The retail and apartment building has an interesting history in the community. Built around 1915, it originally housed the Lawrence Brick Factory, which was located on the 100 block of Cypress Street where the SaskTel building and Seniors’ Centre are currently located.

It took a remarkable feat of engineering to move the building from that location to where it now stands. It is presumed the building was moved there in the early 1920s by horses, as land title records show the building’s owner, W.F. Lawrence, acquired its current location in 1921-22.

Main Street Program co-ordinator and local historian Royce Pettyjohn recalled that while he has seen a photograph of the building being moved, neither the Oldtimers’ Museum nor the Jasper Centre seem to have a photograph of it.

“There’s a number of people in the community that remember the photograph and the story of the building being moved. The folklore… is that the building was moved by horses, and that wasn’t uncommon during that period of time. People tended to move buildings around a lot more than they tend to today,” he said, adding the Anglican Church is another example of this, as it was built in 1887 where the Bank of Montreal now sits. The church was moved up the street by horses in 1908 to its current location.

Pettyjohn noted if anyone has photographs of the significant move they would be of interest.

Why the Lawrence Brick Factory building was moved is still unclear, Pettyjohn said. It is also unknown exactly when the brick factory closed.

After the move, the building was re-purposed to retail, serving as Brian’s Variety Store, the Saan Store, Consumer Mart and eventually Hometown Video.

Pettyjohn said the heritage designation will be an honour.

“It lends some distinction to the building to be designated a municipal heritage property,” he stated. “And in addition to that, it provides the property owner with the opportunity to seek funding through the Saskatchewan Heritage Foundation.”

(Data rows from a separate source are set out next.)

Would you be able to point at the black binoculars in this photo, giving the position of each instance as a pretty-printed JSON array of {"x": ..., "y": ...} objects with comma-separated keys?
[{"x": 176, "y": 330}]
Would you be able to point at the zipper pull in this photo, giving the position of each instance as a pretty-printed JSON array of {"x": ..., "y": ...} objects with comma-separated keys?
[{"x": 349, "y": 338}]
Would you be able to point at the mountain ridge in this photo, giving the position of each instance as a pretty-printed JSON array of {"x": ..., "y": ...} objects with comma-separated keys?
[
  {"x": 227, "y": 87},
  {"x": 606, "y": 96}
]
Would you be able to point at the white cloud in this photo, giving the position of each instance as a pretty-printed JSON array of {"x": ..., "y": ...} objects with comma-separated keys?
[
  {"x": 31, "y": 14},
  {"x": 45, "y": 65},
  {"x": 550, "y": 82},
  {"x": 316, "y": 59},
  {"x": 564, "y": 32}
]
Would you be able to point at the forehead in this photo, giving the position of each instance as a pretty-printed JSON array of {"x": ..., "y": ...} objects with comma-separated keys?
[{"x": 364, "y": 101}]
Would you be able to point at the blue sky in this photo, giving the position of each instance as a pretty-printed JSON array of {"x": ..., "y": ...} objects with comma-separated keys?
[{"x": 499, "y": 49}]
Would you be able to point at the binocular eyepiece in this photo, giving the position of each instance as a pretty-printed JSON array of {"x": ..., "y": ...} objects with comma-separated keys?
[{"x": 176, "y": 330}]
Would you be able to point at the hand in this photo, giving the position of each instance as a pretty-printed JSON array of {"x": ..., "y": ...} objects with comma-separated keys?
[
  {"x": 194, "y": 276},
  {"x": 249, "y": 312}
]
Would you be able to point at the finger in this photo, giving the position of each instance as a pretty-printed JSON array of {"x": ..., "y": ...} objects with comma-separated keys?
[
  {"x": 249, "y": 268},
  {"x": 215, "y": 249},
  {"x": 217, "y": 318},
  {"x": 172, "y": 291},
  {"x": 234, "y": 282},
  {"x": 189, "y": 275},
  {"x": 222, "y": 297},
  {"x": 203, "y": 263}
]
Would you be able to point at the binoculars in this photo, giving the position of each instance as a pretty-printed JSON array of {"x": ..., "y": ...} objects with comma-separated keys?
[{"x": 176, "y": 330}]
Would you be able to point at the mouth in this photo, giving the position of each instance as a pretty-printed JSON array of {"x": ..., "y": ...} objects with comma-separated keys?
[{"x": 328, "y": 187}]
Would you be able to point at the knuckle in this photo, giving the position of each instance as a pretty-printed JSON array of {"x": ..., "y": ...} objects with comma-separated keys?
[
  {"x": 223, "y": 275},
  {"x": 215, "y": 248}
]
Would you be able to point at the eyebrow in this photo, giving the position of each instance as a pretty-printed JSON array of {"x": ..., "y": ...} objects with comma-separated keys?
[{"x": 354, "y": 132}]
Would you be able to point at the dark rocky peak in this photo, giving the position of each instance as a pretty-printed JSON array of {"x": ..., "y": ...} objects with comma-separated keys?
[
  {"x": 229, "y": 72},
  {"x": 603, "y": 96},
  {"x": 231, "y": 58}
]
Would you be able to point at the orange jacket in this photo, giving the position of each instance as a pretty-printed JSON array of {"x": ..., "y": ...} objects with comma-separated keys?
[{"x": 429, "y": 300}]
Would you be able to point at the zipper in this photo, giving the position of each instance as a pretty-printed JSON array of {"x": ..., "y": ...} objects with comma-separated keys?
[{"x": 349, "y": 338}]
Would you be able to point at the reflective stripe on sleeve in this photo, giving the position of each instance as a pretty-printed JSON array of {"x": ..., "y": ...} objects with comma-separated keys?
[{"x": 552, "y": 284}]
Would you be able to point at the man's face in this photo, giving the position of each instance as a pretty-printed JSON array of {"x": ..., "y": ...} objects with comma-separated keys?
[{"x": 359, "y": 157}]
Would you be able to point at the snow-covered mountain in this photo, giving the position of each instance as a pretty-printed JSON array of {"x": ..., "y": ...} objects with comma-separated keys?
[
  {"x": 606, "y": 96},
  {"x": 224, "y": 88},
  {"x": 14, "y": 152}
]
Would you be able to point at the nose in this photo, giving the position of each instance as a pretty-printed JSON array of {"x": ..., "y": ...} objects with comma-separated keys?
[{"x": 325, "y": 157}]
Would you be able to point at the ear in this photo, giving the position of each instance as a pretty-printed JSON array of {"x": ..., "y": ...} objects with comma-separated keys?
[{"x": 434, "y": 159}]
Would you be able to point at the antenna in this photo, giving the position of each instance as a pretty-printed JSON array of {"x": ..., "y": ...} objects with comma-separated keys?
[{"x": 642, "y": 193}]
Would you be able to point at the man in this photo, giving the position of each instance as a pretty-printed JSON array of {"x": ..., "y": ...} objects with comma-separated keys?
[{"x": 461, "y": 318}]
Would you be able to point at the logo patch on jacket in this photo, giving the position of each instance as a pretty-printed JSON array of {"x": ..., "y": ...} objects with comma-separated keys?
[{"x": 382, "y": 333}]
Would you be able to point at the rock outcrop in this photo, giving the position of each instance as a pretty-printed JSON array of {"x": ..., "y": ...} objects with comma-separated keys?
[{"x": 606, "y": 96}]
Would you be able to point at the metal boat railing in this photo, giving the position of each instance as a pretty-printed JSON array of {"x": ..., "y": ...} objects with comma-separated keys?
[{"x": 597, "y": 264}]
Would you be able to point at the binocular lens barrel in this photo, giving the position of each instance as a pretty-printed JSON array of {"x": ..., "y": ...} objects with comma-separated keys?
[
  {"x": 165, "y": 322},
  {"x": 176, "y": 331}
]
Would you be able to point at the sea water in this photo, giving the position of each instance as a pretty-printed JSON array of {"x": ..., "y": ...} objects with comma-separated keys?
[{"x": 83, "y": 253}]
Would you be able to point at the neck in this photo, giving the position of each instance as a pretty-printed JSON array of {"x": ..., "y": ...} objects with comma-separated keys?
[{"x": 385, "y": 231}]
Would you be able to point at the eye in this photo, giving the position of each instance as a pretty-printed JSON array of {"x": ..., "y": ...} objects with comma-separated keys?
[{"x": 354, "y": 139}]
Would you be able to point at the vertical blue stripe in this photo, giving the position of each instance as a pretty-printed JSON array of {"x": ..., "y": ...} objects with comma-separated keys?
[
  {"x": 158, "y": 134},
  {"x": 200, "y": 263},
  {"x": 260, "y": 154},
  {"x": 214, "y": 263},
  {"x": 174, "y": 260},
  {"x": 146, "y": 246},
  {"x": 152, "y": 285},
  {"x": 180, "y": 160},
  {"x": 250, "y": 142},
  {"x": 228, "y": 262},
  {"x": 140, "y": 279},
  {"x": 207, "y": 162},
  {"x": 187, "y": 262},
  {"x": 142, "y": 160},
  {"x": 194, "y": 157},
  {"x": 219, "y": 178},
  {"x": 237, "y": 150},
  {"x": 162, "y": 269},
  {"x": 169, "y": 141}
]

The new owners of the property, Blaine Filthaut and his brother Terry who lives in Houston, Texas, have big plans of transforming it into a fine arts gallery.

Blaine, a local artist, saw the building as the perfect location for opening the Broken Spoke Fine Art Gallery.

“It’s a great looking building… and I’d been keeping an eye out on how to promote art further in Maple Creek,” he explained.

With over 4,000 square feet, the historic building will provide the perfect space and atmosphere for higher-end art to be on display and up for sale.

The entire main floor will be gutted with the exception of the former location of the Hair Barn, which will be converted to a tourist shop. The floors will be stripped down to the original hardwood, and the tin ceiling will be retained. Fluorescent lighting will be replaced with LED lighting.

The gallery will only have up to nine artists’ work on display.

“We’re going to try to promote primarily Saskatchewan and especially southwest artists,” Blaine said. “With Maple Creek being developed as the hub (of the Southwest), we think that this is a great opportunity to have a high-end art gallery right here.”

The five-suite apartment building will also incorporate an artist-in-residence studio.

Blaine noted the art gallery isn’t intended to take away from other places for people to view and purchase art, but rather add to the arts community.

The owners will also be participating in the Main Street Program to complete facade restoration. Work is expected to begin in the spring.

“Because we do have a little bit of funding still within the pilot, we were able to allocate some pilot program money for the building,” explained Pettyjohn.

The pilot program wraps up next year. Work is being completed on the projects over the winter and spring, with the program coming to a close in the summer to allow for paperwork to be completed.

But more Main Street funding could be used on other projects in the future, as the province has made it a permanent program.

Blaine intends to have the windows replaced and some masonry work done, but he said for the most part the building is solid. The awning will be replaced, and transom windows brought back.

He expects the tourist shop will be open early next year. A timeline for the gallery has not been determined, but Blaine said it could be the spring or summer.